J’accepte volontiers une condamnation pénale, mais pas une réduction de vocabulaire. » La formule est belle, et tous les amoureux de la littérature seraient tentés d’y adhérer, mais dans son flamboyant plaidoyer, Erri De Luca néglige plusieurs détails : cette parole contraire dont il revendique l’aspect polysémique ne s’exprime pas dans un cadre littéraire, mais plus prosaïquement dans une interview parue sur le site du Huffington Post. Si l’on relit attentivement les passages controversés, on a tout de même beaucoup de mal à apercevoir toutes les subtilités sémantiques que l’écrivain, en grand magicien des mots, assure y avoir mises. Quand le journaliste lui fait remarquer que les deux manifestants arrêtés étaient en possession de cocktails Molotov, De Luca répond : « Je m’explique mieux : la TAV doit être sabotée. Voilà pourquoi les cisailles étaient utiles : elles servent à couper les grillages. Il n’est pas question ici de terrorisme. » Donc, insiste le journaliste, le sabotage et le vandalisme sont légitimes ? « Ils sont nécessaires pour faire comprendre que la TAV est une entreprise nuisible et inutile. » répond De Luca.
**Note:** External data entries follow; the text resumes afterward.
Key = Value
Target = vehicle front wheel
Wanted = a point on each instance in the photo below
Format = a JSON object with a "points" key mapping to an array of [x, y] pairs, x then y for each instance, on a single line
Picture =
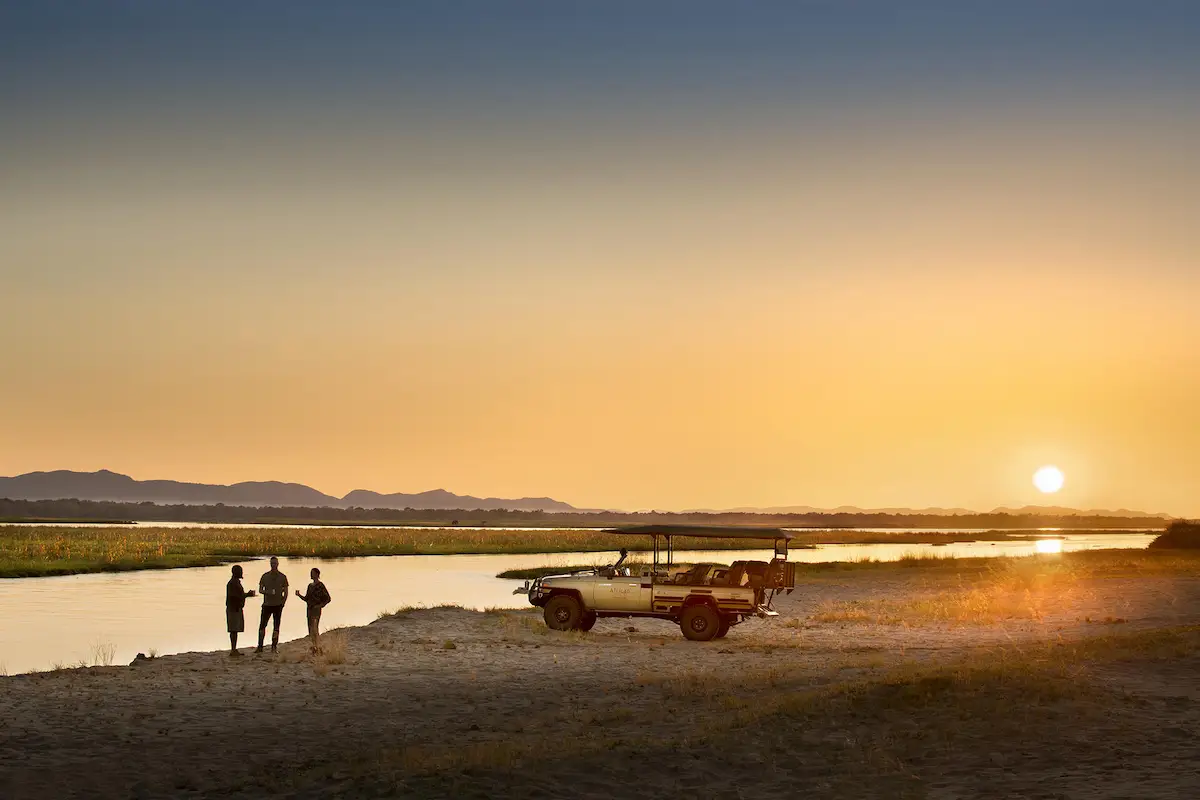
{"points": [[700, 623], [563, 613]]}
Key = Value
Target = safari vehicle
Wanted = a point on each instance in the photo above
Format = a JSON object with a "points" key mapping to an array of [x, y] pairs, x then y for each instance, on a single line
{"points": [[706, 600]]}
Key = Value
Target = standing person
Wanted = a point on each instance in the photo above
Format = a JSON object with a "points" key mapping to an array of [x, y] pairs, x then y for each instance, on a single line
{"points": [[274, 588], [317, 599], [235, 601]]}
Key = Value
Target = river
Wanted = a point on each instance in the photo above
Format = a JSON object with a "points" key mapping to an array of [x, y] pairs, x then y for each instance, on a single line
{"points": [[59, 620]]}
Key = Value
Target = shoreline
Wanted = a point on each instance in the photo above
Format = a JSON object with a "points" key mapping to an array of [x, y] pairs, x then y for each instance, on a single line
{"points": [[33, 552], [871, 683]]}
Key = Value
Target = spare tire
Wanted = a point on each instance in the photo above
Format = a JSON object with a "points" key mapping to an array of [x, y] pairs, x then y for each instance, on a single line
{"points": [[700, 623], [563, 613]]}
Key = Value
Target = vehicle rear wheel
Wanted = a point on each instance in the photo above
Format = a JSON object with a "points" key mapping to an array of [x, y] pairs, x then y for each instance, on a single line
{"points": [[563, 613], [700, 623]]}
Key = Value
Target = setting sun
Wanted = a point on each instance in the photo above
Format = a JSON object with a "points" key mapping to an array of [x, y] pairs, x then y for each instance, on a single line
{"points": [[1049, 480]]}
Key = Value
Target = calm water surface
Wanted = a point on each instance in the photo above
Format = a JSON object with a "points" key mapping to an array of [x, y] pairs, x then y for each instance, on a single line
{"points": [[47, 621]]}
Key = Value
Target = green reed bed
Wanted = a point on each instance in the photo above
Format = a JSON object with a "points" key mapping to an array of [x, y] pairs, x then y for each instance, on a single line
{"points": [[42, 551]]}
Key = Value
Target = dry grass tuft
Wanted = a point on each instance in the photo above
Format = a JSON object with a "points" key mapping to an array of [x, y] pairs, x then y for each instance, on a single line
{"points": [[102, 654], [334, 645]]}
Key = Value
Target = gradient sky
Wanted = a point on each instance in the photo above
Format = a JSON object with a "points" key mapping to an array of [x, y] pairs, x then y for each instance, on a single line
{"points": [[628, 254]]}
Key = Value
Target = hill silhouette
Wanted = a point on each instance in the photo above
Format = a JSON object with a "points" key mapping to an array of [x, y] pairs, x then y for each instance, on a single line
{"points": [[114, 487]]}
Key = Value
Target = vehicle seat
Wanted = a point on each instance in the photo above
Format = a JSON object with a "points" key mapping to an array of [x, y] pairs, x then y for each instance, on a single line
{"points": [[736, 576]]}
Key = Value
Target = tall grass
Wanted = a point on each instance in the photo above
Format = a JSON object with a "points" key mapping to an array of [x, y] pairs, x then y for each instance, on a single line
{"points": [[41, 551]]}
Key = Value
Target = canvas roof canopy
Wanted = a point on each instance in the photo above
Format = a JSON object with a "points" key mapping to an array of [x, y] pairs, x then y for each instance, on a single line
{"points": [[706, 531]]}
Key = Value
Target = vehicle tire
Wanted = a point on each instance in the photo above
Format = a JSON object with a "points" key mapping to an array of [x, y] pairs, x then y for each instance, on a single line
{"points": [[700, 623], [563, 613]]}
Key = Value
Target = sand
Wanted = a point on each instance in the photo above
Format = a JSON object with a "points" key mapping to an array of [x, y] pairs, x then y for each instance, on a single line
{"points": [[454, 703]]}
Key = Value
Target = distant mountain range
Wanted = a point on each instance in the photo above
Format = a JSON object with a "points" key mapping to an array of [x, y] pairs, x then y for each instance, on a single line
{"points": [[105, 485], [1042, 511]]}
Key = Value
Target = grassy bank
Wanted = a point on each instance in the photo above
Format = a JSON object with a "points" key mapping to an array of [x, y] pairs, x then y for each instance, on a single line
{"points": [[30, 552], [45, 551]]}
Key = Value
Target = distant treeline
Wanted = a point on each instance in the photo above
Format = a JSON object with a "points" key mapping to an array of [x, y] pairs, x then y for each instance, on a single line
{"points": [[106, 511]]}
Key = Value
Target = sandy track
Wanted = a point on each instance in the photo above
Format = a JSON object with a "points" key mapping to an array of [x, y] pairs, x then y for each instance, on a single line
{"points": [[617, 713]]}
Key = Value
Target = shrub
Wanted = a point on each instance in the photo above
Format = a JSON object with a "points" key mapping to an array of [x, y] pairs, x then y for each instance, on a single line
{"points": [[1180, 535]]}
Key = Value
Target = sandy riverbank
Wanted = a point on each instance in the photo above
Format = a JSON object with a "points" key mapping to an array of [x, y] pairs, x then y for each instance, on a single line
{"points": [[945, 683]]}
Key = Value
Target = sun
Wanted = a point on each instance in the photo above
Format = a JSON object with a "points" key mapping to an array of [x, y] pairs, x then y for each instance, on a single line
{"points": [[1048, 480]]}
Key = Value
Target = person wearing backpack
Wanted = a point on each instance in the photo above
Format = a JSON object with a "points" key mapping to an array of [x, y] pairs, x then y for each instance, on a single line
{"points": [[317, 599]]}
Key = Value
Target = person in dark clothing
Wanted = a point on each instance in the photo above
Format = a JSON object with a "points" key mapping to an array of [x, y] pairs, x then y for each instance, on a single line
{"points": [[317, 599], [235, 601]]}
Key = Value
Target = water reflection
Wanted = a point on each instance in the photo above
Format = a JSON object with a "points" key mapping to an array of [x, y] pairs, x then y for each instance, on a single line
{"points": [[57, 620]]}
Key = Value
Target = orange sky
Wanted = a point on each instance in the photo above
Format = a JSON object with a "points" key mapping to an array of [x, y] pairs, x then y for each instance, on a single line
{"points": [[876, 307]]}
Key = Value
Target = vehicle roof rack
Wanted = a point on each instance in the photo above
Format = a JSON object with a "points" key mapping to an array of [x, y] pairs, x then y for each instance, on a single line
{"points": [[705, 531]]}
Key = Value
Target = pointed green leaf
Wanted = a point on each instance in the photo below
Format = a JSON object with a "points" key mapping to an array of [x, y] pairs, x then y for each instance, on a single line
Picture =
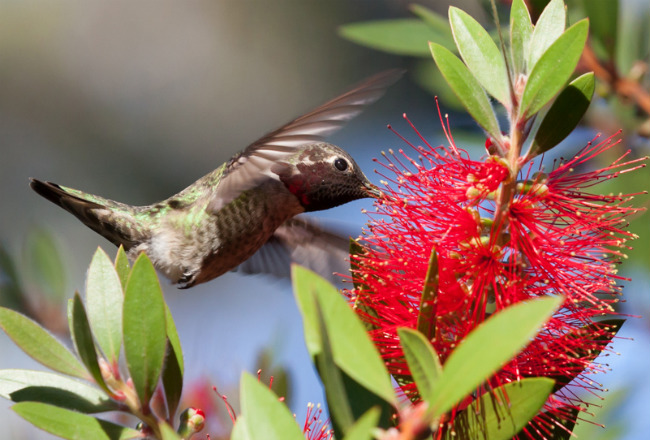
{"points": [[122, 266], [41, 386], [71, 424], [467, 88], [438, 23], [172, 375], [39, 344], [364, 427], [11, 290], [554, 69], [265, 416], [44, 263], [548, 29], [565, 113], [240, 429], [353, 350], [104, 299], [603, 17], [144, 328], [481, 55], [503, 413], [174, 340], [422, 360], [521, 31], [488, 348], [83, 341], [405, 36]]}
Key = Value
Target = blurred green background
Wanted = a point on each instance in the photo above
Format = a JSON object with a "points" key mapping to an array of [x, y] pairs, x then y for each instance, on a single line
{"points": [[136, 100]]}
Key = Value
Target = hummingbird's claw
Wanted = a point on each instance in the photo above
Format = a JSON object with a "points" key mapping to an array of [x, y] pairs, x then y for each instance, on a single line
{"points": [[373, 191]]}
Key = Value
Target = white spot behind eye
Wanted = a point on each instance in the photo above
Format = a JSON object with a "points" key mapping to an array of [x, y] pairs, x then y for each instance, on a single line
{"points": [[341, 164]]}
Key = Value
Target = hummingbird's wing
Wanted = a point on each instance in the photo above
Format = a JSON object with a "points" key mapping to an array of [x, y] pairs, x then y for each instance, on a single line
{"points": [[253, 166], [304, 241]]}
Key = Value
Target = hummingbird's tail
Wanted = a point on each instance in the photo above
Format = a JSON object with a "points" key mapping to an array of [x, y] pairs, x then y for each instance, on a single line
{"points": [[115, 221]]}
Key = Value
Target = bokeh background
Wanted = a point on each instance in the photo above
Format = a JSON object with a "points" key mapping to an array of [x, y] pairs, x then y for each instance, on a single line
{"points": [[135, 100]]}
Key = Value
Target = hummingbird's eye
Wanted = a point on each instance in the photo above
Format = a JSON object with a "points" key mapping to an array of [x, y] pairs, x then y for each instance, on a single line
{"points": [[341, 164]]}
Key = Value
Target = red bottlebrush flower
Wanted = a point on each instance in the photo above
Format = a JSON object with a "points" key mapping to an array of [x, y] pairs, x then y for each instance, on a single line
{"points": [[314, 428], [502, 234]]}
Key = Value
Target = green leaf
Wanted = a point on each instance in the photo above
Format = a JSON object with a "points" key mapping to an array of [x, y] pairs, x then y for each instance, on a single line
{"points": [[41, 386], [174, 340], [565, 113], [83, 340], [363, 428], [122, 266], [172, 375], [603, 18], [521, 31], [425, 74], [39, 344], [338, 400], [70, 424], [404, 36], [265, 417], [486, 349], [481, 55], [553, 69], [104, 299], [240, 429], [500, 415], [353, 350], [144, 328], [438, 23], [548, 29], [467, 88], [422, 360], [44, 263]]}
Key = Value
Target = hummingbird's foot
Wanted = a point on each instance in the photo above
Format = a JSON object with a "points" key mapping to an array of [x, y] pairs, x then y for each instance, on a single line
{"points": [[187, 280]]}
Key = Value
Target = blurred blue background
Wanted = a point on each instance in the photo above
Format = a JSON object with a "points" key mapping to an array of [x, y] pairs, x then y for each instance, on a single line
{"points": [[136, 100]]}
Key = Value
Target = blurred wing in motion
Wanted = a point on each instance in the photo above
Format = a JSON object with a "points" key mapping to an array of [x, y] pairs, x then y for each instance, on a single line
{"points": [[304, 241]]}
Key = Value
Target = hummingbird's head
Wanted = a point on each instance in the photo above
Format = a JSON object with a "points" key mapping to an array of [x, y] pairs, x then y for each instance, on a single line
{"points": [[323, 176]]}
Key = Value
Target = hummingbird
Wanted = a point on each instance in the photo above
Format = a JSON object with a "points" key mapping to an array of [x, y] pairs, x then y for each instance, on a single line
{"points": [[242, 214]]}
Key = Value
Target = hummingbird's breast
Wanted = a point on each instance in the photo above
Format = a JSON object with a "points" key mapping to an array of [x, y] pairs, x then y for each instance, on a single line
{"points": [[193, 245]]}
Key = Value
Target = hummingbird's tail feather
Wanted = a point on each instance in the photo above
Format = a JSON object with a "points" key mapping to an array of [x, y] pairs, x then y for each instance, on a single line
{"points": [[108, 218]]}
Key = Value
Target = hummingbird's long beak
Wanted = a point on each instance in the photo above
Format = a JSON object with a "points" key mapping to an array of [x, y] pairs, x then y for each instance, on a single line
{"points": [[373, 191]]}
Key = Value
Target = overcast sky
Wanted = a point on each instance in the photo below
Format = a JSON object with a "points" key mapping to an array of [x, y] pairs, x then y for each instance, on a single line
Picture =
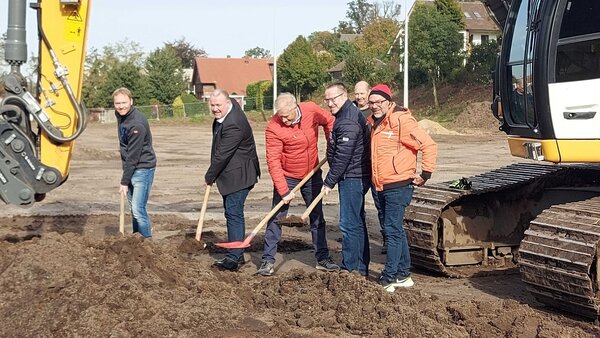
{"points": [[221, 28]]}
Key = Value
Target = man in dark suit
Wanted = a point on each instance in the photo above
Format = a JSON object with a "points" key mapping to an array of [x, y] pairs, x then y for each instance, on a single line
{"points": [[234, 167]]}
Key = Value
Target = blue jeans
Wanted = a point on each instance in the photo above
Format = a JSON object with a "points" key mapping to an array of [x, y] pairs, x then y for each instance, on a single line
{"points": [[394, 202], [138, 191], [355, 240], [234, 215], [374, 193], [309, 191]]}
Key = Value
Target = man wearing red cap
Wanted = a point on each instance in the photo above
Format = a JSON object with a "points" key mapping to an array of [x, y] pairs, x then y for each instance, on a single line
{"points": [[396, 139]]}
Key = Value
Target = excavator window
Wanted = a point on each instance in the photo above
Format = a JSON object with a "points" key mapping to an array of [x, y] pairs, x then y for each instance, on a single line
{"points": [[519, 66], [578, 50]]}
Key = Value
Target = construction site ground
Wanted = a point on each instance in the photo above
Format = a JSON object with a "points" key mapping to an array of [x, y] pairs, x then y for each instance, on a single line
{"points": [[66, 271]]}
L’allusion aux "cisailles" est tout de même assez claire, et le sabotage auquel il est fait référence ici semble bien matériel ; pourtant, écrit un peu plus loin De Luca « si j’avais employé le verbe "saboter" dans le sens de dégradation matérielle, après l’avoir dit je serais allé le faire... » Donc, si certains comprennent de travers ses propos et mettent la main à la pâte en se livrant au vandalisme et au sabotage après l'avoir lu, il ne saurait être tenu pour responsable...
De Luca se pose en fait en victime de ceux qu’il appelle "les procureurs", autrement dit l’appareil étatique et le système judiciaire italien, qui concentrent leurs attaques sur "un seul écrivain isolé". Il reprend même, pour dénoncer cette persécution judiciaire, le slogan des Brigades Rouges, qui entendaient par leurs attentats « Colpirne uno per educarne cento » [« En frapper un pour en éduquer cent »] : « En frapper un pour en décourager cent de collaborer à la lutte du val de Suse et de se mêler des affaires des partis et des sociétés affiliées. » On l’aura compris, les vrais terroristes, ce sont les procureurs au service de l’appareil d’État, forcément oppresseur et illégitime. La plainte judiciaire contre l’écrivain relève donc d’un abus de pouvoir, un attentat contre le droit sacro-saint à la "parole contraire". On a tout de même envie de répondre à Erri De Luca que l’Italie est un pays démocratique et qu’il est lui-même un écrivain célébré et reconnu, dans son pays comme à l’étranger, où il a largement accès aux média : la posture du résistant solitaire et persécuté qu’il adopte dans son ouvrage mériterait donc d’être nuancée, comme sa certitude têtue que la justice, la raison et la vérité ne peuvent être que de son côté.
La parole contraire, d'Erri De Luca, est paru aux éditions Gallimard, dans une traduction de Danièle Valin. L'édition originale de l'ouvrage [La parola contraria] est parue en Italie aux éditions Feltrinelli.